BRI reaches for the sky

Meanwhile, BRI stands out for its efforts to reach out to the most remote Indonesian islands. “BRI is often the only bank that exists in some parts of Indonesia,” says Liana Lim, a partner at KPMG Indonesia.

Poor connectivity in the country was limiting BRI’s reach so the bank bought a private satellite, BRIsat, which provides secure banking communication to link up all BRI outlets and more than 50 million BRI customers across the country. 

“Usually telcos and governments are the ones that invest in satellite technology. [But the purchase now means that] BRI does not rely on telecoms companies for connection,” says Ms Lim. The satellite purchase will also cut costs, as before it bought BRIsat the bank rented transponders from commercial satellite providers to have national coverage.

BRI’s connectivity drive also involves 'floating banks', or boats that visit the smallest islands in the country each week. As well as being fully fledged branches, they include libraries for children and medical consultation practices. In February 2017, BRI launched two new boats in the presence of Indonesian president Joko Widodo, taking its fleet to three.

BRI’s efforts to boost financial inclusion also involve digitisation, with up to 30% of the bank’s expenses dedicated to this goal. The bank is also partnering with fintechs. “If you can’t compete, you join them,” says Asmawi Syam, who stepped down as BRI chief executive in mid-March. “As a commercial bank, Indonesian regulation does not allow us to own stakes in fintech firms directly. Due to regulatory constraints, we need to create special relationships with fintechs.”
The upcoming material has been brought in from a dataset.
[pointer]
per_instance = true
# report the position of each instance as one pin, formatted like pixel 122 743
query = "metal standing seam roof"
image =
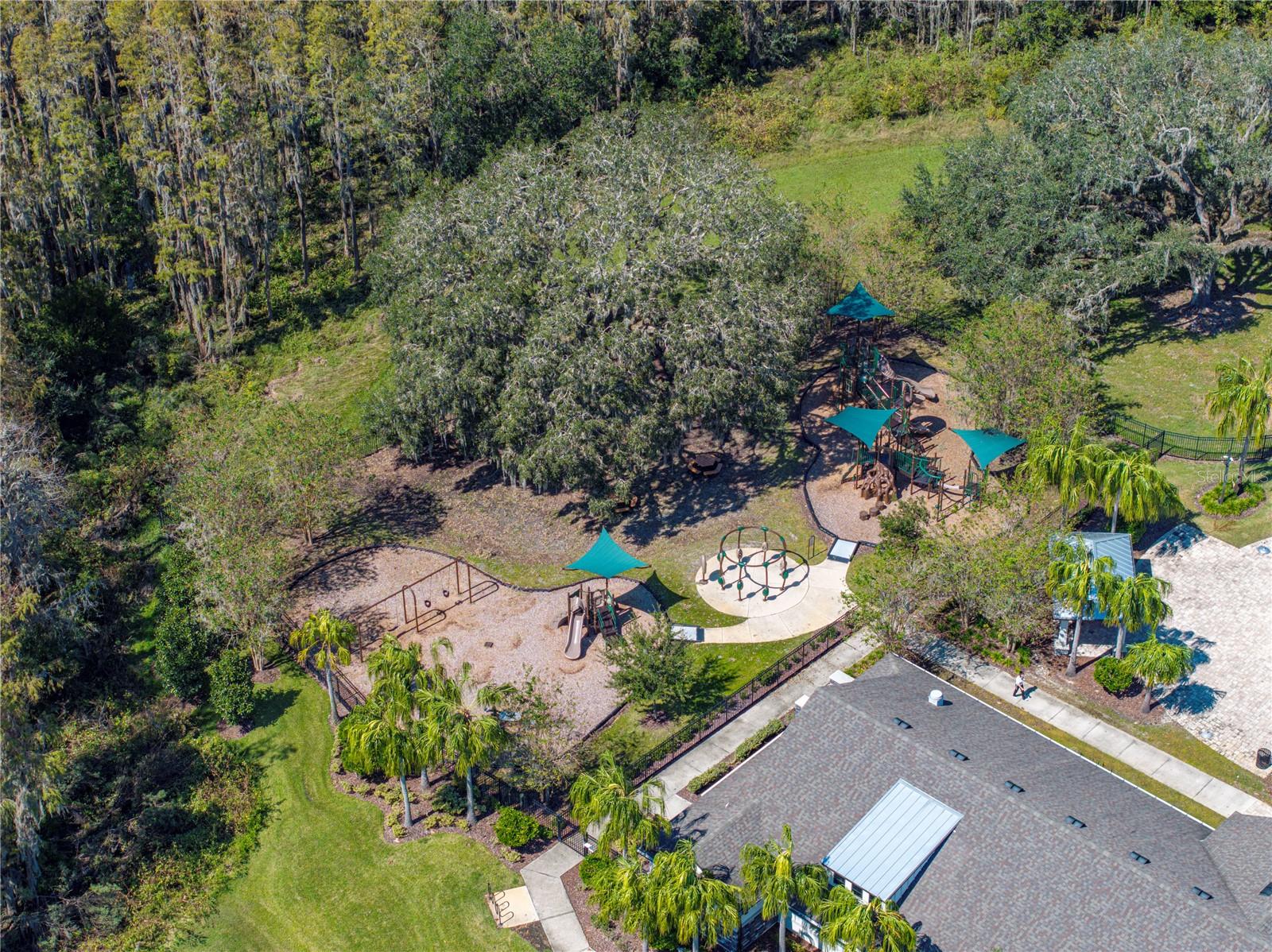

Making friends with fintech

State-owned Bank Negara Indonesia (BNI) is taking a similar approach to competition from fintech companies. “We know that support from fintechs will be the engine for growing our digital banking,” says Panji Irawan, managing director, treasury and international at BNI.

Both BRI and BNI have organised hackathons in cities with top universities to nurture and acquire talent from tech start-ups. BNI is also in talks with the telecoms industry to boost its digital offering. “We have the customers and [telecoms companies] could bring the technology,” says Mr Irawan.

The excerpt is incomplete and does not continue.